The $800 million deal, led by Goldman, Sachs & Co., hit the market in late May. The investment bank first solicited institutional investors, then structured and priced the loan to fit their demands, rather than holding a meeting with bankers first.

This is not the first deal where banks were initially shunned, but the shift did surprise some bankers who participated. One said the deal's unusual execution shows how institutional investors are shaping a market that was once the province of banks.

"That's the significant part of this," the banker said. Goldman "lined up three institutional investors, structured the loan, and then went the traditional route."

Goldman, which acted as arranger and syndication agent on the loan, could not be reached for comment.

Part of the incentive for Goldman to sample the institutional investor market on the deal was the loan's high risk. Institutional investors-who now account for nearly 40% of the syndicated loan market-invest primarily in leveraged, or high-yield, loans.

Scott Page and Payson Swaffield, co-managers of the $2 billion Eaton Vance Prime Rate Fund since 1996, and participants in the Bridge deal, said managers have a noticeably greater impact in the way deals are shaped these days. "It's common sense that they (syndicators) would try to find out what we like or don't like," Mr.
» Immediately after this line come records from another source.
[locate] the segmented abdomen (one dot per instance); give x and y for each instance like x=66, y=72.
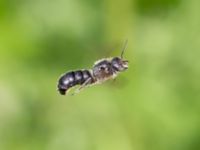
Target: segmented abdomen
x=71, y=79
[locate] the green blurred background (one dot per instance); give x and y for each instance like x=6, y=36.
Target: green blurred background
x=152, y=106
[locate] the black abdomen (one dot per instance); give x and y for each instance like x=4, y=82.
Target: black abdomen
x=71, y=79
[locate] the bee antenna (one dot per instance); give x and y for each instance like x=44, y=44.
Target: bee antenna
x=124, y=48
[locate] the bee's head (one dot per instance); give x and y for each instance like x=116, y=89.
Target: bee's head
x=119, y=64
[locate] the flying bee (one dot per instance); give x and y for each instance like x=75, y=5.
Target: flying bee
x=103, y=70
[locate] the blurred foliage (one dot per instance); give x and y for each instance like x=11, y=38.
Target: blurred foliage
x=152, y=106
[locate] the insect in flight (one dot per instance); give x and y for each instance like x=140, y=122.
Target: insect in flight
x=103, y=70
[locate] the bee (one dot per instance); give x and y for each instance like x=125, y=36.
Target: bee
x=103, y=70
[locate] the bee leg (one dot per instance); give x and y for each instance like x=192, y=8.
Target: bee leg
x=82, y=86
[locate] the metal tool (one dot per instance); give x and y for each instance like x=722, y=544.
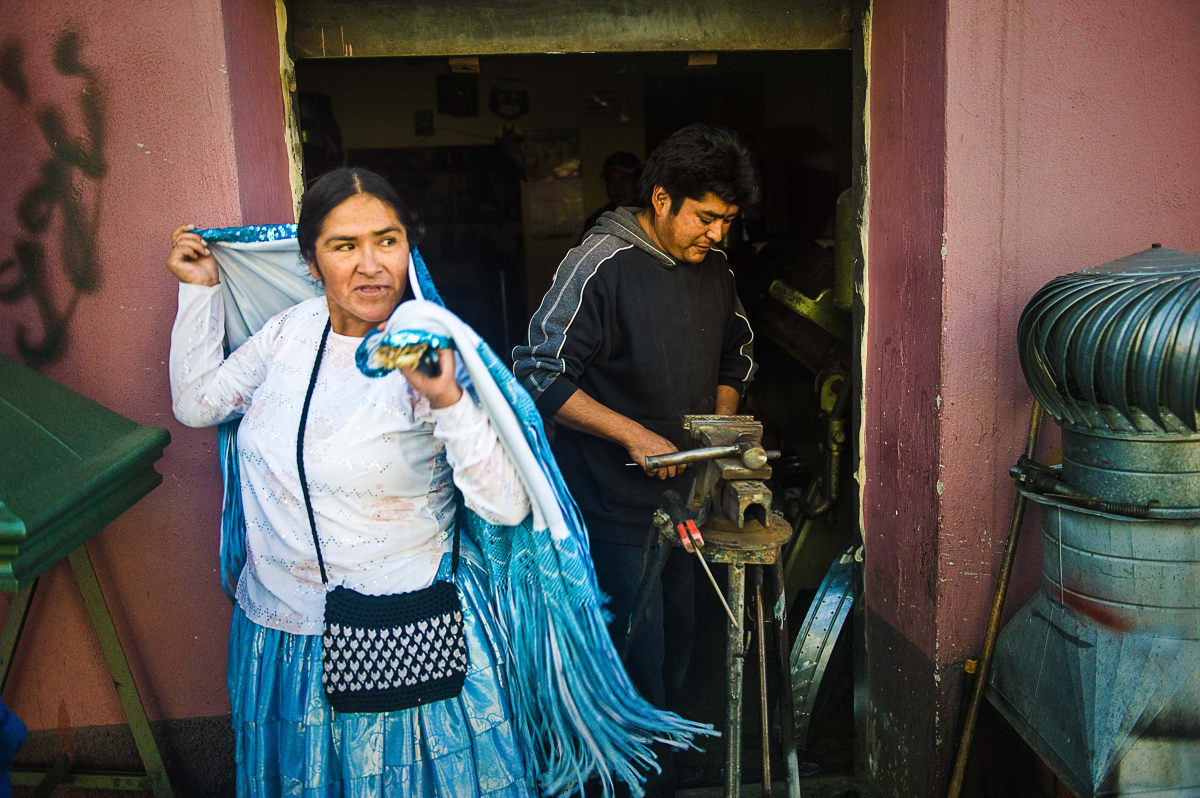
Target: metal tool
x=689, y=533
x=751, y=454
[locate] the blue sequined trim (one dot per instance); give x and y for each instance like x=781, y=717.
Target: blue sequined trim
x=251, y=234
x=376, y=339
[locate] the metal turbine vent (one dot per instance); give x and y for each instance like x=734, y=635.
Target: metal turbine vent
x=1101, y=671
x=1117, y=347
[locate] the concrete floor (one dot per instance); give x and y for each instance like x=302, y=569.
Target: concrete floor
x=831, y=753
x=811, y=787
Page said.

The Bridge loan includes a $200 million revolving credit priced at 2.75% over the London interbank offered rate, a $100 million term loan at Libor plus 2.75% due in 2003, and a seven-year $500 million term loan priced at Libor plus 3%. All of those prices indicate that the loan is highly leveraged, according to Securities Data Co.

The loan is being used by New York-based Bridge to finance its $510 million buyout of Dow Jones Markets Inc., a financial news and data distribution network, from Dow Jones & Co.

Bank of Montreal is administration agent, and Bank of Nova Scotia is documentation agent.